Buscan replicar el modelo de energías renovables para financiar la obra pública

En el sector de las grandes empresas privadas que se dedican a las obras públicas miran cada vez con mayor envidia el devenir del sector de las energías alternativas.
Así como el Gobierno fijó por decreto que el 2017 es el año de las ”energías renovables” y lanzó licitaciones públicas para el Programa RenovAr, que ya significaron contratos por más de u$s 1200 millones, los contratistas ”clásicos” del Estado buscan crecer de la mano de las licitaciones de rutas, caminos, cloacas, escuelas y algunas viviendas y empiezan a pedir algunos cambios para darle un envión al sector.
”Tenemos que copiar el formato que están utilizando para energías renovables si queremos que la obra pública crezca”, asegura un hombre fuerte de la construcción. ”Sin eso, aunque el Gobierno tenga toda la voluntad, va a ser difícil”, agrega.
El formato que utiliza el Gobierno y que hasta ahora fue un éxito es el de conseguir préstamos de organismos de créditos internacionales que funcionan como garantía frente al ”riesgo argentino”.

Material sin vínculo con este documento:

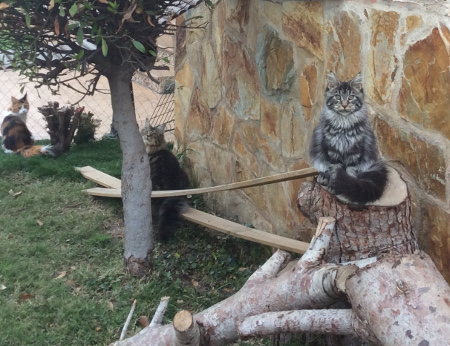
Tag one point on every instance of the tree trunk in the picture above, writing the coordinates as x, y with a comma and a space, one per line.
136, 182
397, 300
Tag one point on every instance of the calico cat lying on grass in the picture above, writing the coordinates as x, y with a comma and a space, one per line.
16, 137
166, 174
343, 146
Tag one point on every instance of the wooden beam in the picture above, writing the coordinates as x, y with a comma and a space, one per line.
205, 219
99, 177
116, 193
240, 231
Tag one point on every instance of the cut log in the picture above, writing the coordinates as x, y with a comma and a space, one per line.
186, 329
397, 300
114, 192
61, 124
363, 231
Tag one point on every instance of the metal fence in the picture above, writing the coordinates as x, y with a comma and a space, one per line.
148, 103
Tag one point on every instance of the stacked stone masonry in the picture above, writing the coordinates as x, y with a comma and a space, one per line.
250, 88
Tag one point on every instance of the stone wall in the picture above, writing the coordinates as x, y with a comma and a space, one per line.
250, 88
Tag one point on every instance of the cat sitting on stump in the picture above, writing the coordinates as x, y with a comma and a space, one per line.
166, 174
343, 146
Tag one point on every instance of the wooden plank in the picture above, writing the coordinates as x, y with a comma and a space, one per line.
302, 173
205, 219
104, 192
240, 231
99, 177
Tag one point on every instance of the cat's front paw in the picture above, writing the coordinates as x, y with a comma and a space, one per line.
337, 175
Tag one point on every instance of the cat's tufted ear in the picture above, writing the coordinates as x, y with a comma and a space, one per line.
161, 128
357, 82
332, 81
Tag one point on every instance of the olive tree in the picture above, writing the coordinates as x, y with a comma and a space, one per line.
54, 42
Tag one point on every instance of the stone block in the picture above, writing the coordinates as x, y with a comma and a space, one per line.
237, 14
240, 80
246, 158
275, 62
303, 23
184, 84
263, 149
198, 166
294, 132
198, 121
180, 42
222, 159
344, 44
211, 81
381, 60
272, 11
425, 92
424, 160
222, 126
434, 237
270, 119
308, 89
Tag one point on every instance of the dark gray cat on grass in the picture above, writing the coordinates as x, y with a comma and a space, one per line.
166, 174
343, 146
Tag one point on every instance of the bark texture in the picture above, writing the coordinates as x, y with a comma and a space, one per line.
404, 300
136, 183
361, 231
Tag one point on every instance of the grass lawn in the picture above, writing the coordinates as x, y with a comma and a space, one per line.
62, 279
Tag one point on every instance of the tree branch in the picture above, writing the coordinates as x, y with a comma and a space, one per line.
339, 322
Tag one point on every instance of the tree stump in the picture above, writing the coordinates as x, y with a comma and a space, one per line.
61, 123
363, 231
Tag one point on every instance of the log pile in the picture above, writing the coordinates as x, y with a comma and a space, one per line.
366, 255
61, 124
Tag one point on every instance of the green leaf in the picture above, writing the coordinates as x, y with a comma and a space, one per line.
139, 46
72, 26
73, 9
104, 47
27, 19
80, 36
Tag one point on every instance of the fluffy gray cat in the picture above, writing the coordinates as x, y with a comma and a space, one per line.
343, 146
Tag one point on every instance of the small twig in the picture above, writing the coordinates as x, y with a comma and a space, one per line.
127, 322
159, 313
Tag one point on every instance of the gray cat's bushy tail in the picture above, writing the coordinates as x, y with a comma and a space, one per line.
368, 186
170, 216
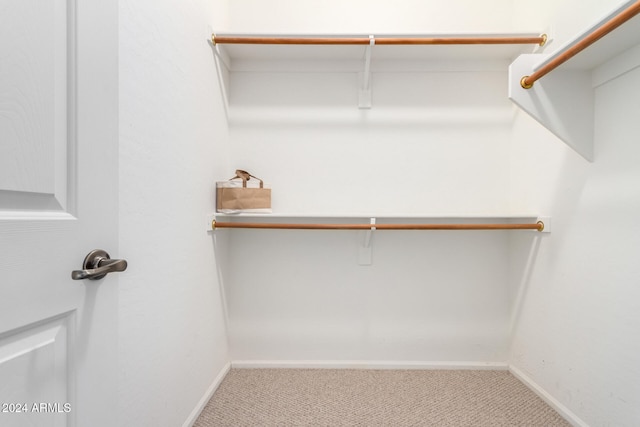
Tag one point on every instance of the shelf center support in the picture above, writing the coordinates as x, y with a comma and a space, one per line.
364, 251
364, 94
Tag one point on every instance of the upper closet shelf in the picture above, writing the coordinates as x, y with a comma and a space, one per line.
365, 54
557, 89
239, 49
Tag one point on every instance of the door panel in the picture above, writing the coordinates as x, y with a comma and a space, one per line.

Así, por ejemplo, la semana pasada el BID aprobó un crédito de u$s 880 millones de los que u$s 480 millones quedan como garantía para impulsar inversión en energías renovables.
”La Argentina no tiene problemas de pago, todos saben que tarde o temprano paga, lo que tiene es riesgo político por eso las inversiones no vienen. Este tipo de herramientas te aseguran un respaldo de un tercero frente a que, por ejemplo, un Gobierno decida modificarte la tarifa establecida”, explica uno de los impulsores de replicar la idea en el sector de construcción.
”La realidad es que la Argentina tiene muchos años de no cumplir compromisos y el modelo de las energías renovables es bueno porque atrajo a muchos capitales porque tiene un reaseguro que ante incumplimientos de Argentina te pagan, lo que significa que minimiza el riesgo y que baja la tasa de interés”, explicó a El Cronista Gustavo Weiss, titular de la Cámara Argentina de la Construcción.
El titular de la cámara que reúne a las grandes contratistas de obras públicas explicó que en el Gobierno ”están analizando utilizar esta herramienta para PPP (proyectos de participación público-privado), como por ejemplo, en vialidad y en la construcción de hospitales”.
Otro empresario que pidió reserva de su nombre explicó que ”sin una medida de ese estilo va a ser difícil que lleguen capitales a invertir y que se dé la revolución de la que habla Macri. Hace falta buscar garantías, que es lo que el sector privado necesita porque son obras que pasan por varios gobiernos y necesitas que no te cambien las reglas de juego, que si te van a pagar, por ejemplo, tantos dólares por la energía, no te lo modifiquen”.